Ему с раздражением ответили, что пока пришло немного, но сбор продолжается. Сказали также, что очень легко всё критиковать и что нет ничего вреднее боязливого пессимизма. Молодым же людям в особенности не следовало бы высказывать сомнения в деле, в которое верят такие вожди, как Ворцель и другие, — назвали еще несколько очень известных имен.
— Я не пессимист и не трус. Если ваши батальоны отправятся в поход, я буду одним из первых. Но я в это не верю, — сказал Виер. Простились с ним холодно.
«Ciemno wszеdzie, gluho wszedzie, со to bedzie, со to bedzie»?[123] — подумал он, выходя. — «Нет, и отсюда ничего ждать нельзя, хотя они хорошие люди. Освобождение Польши стало частью общего мирового вопроса, то есть революции во всем мире. Скоро, быть может, здесь, в Париже, начнет литься кровь. И я знаю, где я пролью свою». У поляков преобладало мнение, что эмигранты не могут и не должны вмешиваться во французские внутренние дела. Но он с этим был не согласен. «Я люблю Францию и обязан бороться за ее счастье так же, как за свободу Польши. Нет поляков, французов, немцев, русских, есть братство людей в свободе, есть только граждане мира. Чем кончится этот польский поход если он вообще состоится, неизвестно. Может кончиться и фарсом, как кончались некоторые такие дела у других народов. В Париже рабочее восстание уж наверное фарсом не кончится. А погибать, так лучше за мировое, чем за национальное, дело».
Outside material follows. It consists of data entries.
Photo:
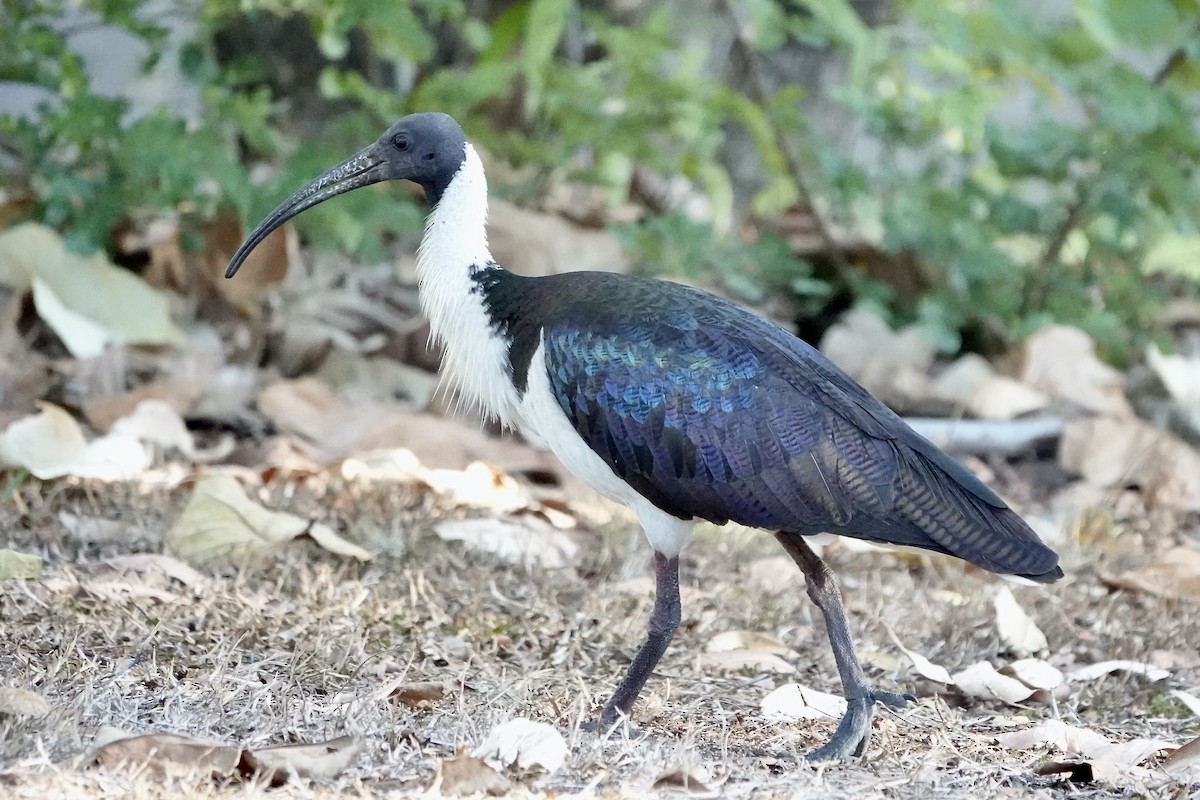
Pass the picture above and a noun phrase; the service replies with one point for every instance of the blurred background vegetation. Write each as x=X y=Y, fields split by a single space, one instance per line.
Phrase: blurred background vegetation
x=977 y=168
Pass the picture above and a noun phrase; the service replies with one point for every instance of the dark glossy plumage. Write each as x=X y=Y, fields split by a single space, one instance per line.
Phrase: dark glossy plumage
x=712 y=411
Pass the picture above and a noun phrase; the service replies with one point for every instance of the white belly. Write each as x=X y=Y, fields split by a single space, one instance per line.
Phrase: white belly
x=540 y=417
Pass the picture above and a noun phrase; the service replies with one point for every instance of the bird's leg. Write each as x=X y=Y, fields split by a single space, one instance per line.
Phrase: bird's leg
x=664 y=621
x=850 y=738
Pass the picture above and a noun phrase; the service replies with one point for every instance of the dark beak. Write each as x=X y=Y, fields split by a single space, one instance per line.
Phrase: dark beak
x=364 y=168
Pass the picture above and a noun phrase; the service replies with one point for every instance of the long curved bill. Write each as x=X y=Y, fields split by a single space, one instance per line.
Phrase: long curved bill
x=364 y=168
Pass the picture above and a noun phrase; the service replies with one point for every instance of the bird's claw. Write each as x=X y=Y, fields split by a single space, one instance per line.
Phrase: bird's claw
x=853 y=731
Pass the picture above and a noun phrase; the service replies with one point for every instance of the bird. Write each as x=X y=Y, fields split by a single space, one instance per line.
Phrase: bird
x=679 y=404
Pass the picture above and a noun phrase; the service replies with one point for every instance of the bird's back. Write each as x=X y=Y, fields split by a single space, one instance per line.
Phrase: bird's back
x=712 y=411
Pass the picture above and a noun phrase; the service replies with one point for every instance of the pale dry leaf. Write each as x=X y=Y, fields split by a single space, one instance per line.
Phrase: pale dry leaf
x=1017 y=629
x=171 y=756
x=1061 y=361
x=88 y=301
x=165 y=565
x=1085 y=743
x=924 y=667
x=324 y=759
x=221 y=523
x=1119 y=452
x=515 y=542
x=18 y=565
x=1174 y=575
x=755 y=641
x=984 y=681
x=696 y=782
x=739 y=660
x=154 y=421
x=793 y=702
x=1036 y=673
x=1191 y=701
x=51 y=444
x=1099 y=669
x=463 y=775
x=23 y=703
x=94 y=529
x=418 y=696
x=526 y=744
x=1186 y=759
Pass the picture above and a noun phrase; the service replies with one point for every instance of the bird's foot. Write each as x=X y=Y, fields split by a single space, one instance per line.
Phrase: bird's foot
x=853 y=731
x=610 y=723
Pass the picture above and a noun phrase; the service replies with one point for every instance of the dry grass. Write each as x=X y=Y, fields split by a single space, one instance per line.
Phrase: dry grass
x=303 y=647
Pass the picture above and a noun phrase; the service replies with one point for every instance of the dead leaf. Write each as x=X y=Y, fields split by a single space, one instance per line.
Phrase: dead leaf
x=748 y=641
x=465 y=775
x=418 y=696
x=515 y=542
x=18 y=565
x=165 y=565
x=102 y=411
x=1036 y=673
x=221 y=523
x=793 y=702
x=1115 y=452
x=983 y=681
x=1175 y=575
x=51 y=444
x=1087 y=744
x=739 y=660
x=695 y=782
x=88 y=301
x=1099 y=669
x=1191 y=701
x=94 y=529
x=23 y=703
x=1186 y=758
x=325 y=759
x=171 y=756
x=924 y=667
x=1017 y=629
x=526 y=744
x=1061 y=361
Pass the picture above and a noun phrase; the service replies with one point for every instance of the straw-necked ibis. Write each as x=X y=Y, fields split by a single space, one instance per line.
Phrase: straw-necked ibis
x=679 y=404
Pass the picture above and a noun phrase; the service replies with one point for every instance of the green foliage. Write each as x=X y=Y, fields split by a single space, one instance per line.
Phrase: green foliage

По вечерам он возвращался домой, взбирался к себе на четвертый этаж, пил кофе с хлебом. С удовлетворением думал, что никто к нему больше не зайдет, что до утра во всяком случае никого не увидит и что он никого видеть не хочет.
О Лиле он «запретил себе думать», — и всё же думал о ней беспрестанно. «Теперь она верно уже в Киеве. Если письмо дошло, она возьмет его у Ольги Ивановны, будет разогревать на огне, увидит, что никакие буквы не выступают. Бедная, милая девочка… Она всё же поймет, что н а с т о я щ ее сказано в письме к ее матери. А может быть, и не дошло письмо. Она будет расспрашивать отца, Тятеньку о событиях, они ей объяснят, что все сношения России с западным миром порваны, что паспортов больше не выдают, что, быть может, дело идет к войне. Всё у всех проходит, пройдет горе и у нее, как прошло у Зоей. Эта, должно быть, уже замужем, живет в имении и наслаждается богатством? И Лиля выйдет за другого, за русского, и дай ей Бог счастья. А я больше никому не нужен. Но я пригожусь делу»…
Через несколько дней он заметил, что потерял розу, которую дала ему Лиля. Тогда, в Петербурге, вернувшись домой, ой положил цветок в ту же книгу Шиллера. Теперь в книге его не оказалось. «Что же это? Как это могло случиться! Твердо помню, что вложил его как раз на странице „Resignation“! Куда он мог деться! Выпал в Константинополе, когда я укладывал вещи?..» Виер с большим волнением перелистал весь том, пересмотрел всё в чемодане, в портфеле, просмотрел другие книги, — розы не было. Эта потеря и чрезвычайно расстроила его, и поразила. «Пропал цветок, самое дорогое, что у меня было! Как я мог потерять?.. Никогда себе не прощу! Судьба? Никто никогда не мог понять, что такое судьба… Предзнаменование?..» Он всё-таки не был свободен от суеверий, несколько этого стыдился и прежде в утешение себе повторял слова, вычитанные им где-то у Байрона: «Дурак никогда не бывает суеверен».